Using ChromaDB to Generate Related Blog Content

I generate my blog with Jekyll. I’ve always loved the simplicity and flexibility that Jekyll provides. Jekyll allows us to store data as yaml in _data and retrieve it later. I wanted to copy Simon Willison and generate related content. I don’t have anywhere near the number of articles but it’s the exercise that matters.

Unlike Simon, I really want to use existing tools to do the embedding. Simon is working on quite a number of Python packages. I’m going to start by using ChromaDB to do the heavy-lifting. ChromaDB describes itself as “the AI-native open-source embedding database”.

It’s written in Python, which is pretty standard for ML tools. This is a minor downside for us, because Jekyll is Ruby based, but given that we’re just going to store this in _data anyway, I can just run it on my machine before pushing for now – I’ll just have to remember.

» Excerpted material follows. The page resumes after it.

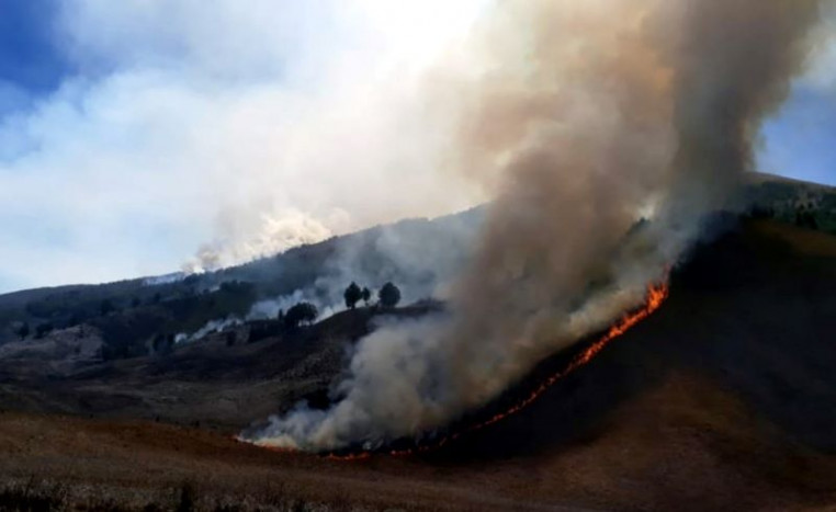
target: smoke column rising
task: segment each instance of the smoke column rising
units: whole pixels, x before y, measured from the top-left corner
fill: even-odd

First we install the dependencies:

pip install chromadb
pip install pyyaml

Then create a python script to run the embedding and save the results to a file.

import os
import yaml
import chromadb
from chromadb.utils import embedding_functions

chroma_client = chromadb.Client()
default_ef = embedding_functions.DefaultEmbeddingFunction()

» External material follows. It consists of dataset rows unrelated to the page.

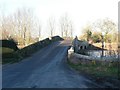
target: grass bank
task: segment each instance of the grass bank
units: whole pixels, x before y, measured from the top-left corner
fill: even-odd
[[[79,62],[77,64],[73,61],[69,58],[67,61],[68,65],[92,81],[104,86],[120,87],[120,72],[118,75],[119,68],[117,65],[97,64],[94,60],[91,60],[91,63]]]

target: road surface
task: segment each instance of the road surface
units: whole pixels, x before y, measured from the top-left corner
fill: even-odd
[[[98,87],[65,62],[69,42],[59,41],[19,63],[2,67],[2,88]]]

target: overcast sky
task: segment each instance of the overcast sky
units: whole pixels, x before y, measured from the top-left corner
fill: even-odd
[[[7,15],[22,7],[33,9],[34,15],[41,20],[43,33],[47,31],[47,21],[49,17],[55,17],[56,23],[58,24],[60,16],[67,13],[74,23],[74,36],[79,36],[81,29],[86,24],[92,23],[97,19],[108,17],[114,22],[117,22],[118,1],[119,0],[0,0],[0,9]]]

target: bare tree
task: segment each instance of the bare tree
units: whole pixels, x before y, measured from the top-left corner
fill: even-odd
[[[55,32],[55,18],[50,17],[48,24],[49,24],[49,29],[50,29],[50,36],[52,37]]]
[[[72,37],[73,23],[67,15],[60,18],[60,29],[62,37]]]

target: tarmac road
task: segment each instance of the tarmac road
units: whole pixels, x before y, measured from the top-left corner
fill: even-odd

collection = chroma_client.create_collection(name="vertis-io", embedding_function=default_ef, metadata={ "hnsw:space": "cosine" })

folder_name = "."
allowed_paths = ["_posts"]
markdown_files = []

for root, dirs, files in os.walk(folder_name):
    if any(allowed_path in root for allowed_path in allowed_paths):
        for file in files:
            if file.endswith('.md'):
                file_path = os.path.join(root, file)
                markdown_files.append(file_path)


for file_path in markdown_files:
    try:
        with open(file_path, "r", encoding="utf-8") as o:
            content = o.read()  # Changed from readlines to read
            file_name = os.path.basename(file_path)
            collection.add(
                documents=[content],  # Directly using read content
                metadatas=[{"source": file_name}],
                ids=[file_name]  # Removed f-string as it's unnecessary
            )
    except UnicodeDecodeError:
        # some files are not utf-8 encoded; let's ignore them for now.
        pass

related_content = {}

for file_path in markdown_files:
    try:
        file_name = os.path.basename(file_path)
        doc = collection.get(ids=[file_name], include=["embeddings", "metadatas"])
        if doc:
            doc_embeddings = doc['embeddings']
            nearest_matches = collection.query(
                query_embeddings=doc_embeddings,
                n_results=5,
                where={"source": {"$ne": file_name}}
            )
            filtered_ids = [id for id, distance in zip(nearest_matches['ids'], nearest_matches['distances'][0]) if distance < 0.5]
            related_content[file_name] = filtered_ids
    except UnicodeDecodeError:
        # some files are not utf-8 encoded; let's ignore them for now.
        pass

with open('_data/related_content.yml', 'w', encoding='utf-8') as file:
    yaml.dump(related_content, file, allow_unicode=True)

From there it’s a simple matter to use the data in _data/related_content.yml to generate the similar articles.

{% assign related_content = site.data.related_content[page.name] %}
{% if related_content.size > 0 %}
    <section class="mt-12">
        <h2 class="text-2xl font-bold">Related Content</h2>
        <ul class="mt-4 list-disc">
            {% for post_filename in related_content %}
                {% assign post = site.posts | where: "name", post_filename | first %}
                {% if post %}
                    <li>
                        <a class="text-blue-500 hover:underline" href="{{ post.url }}">{{ post.title }}</a>
                    </li>
                {% endif %}
            {% endfor %}
        </ul>
    </section>
{% endif %}

Styling as appropriate.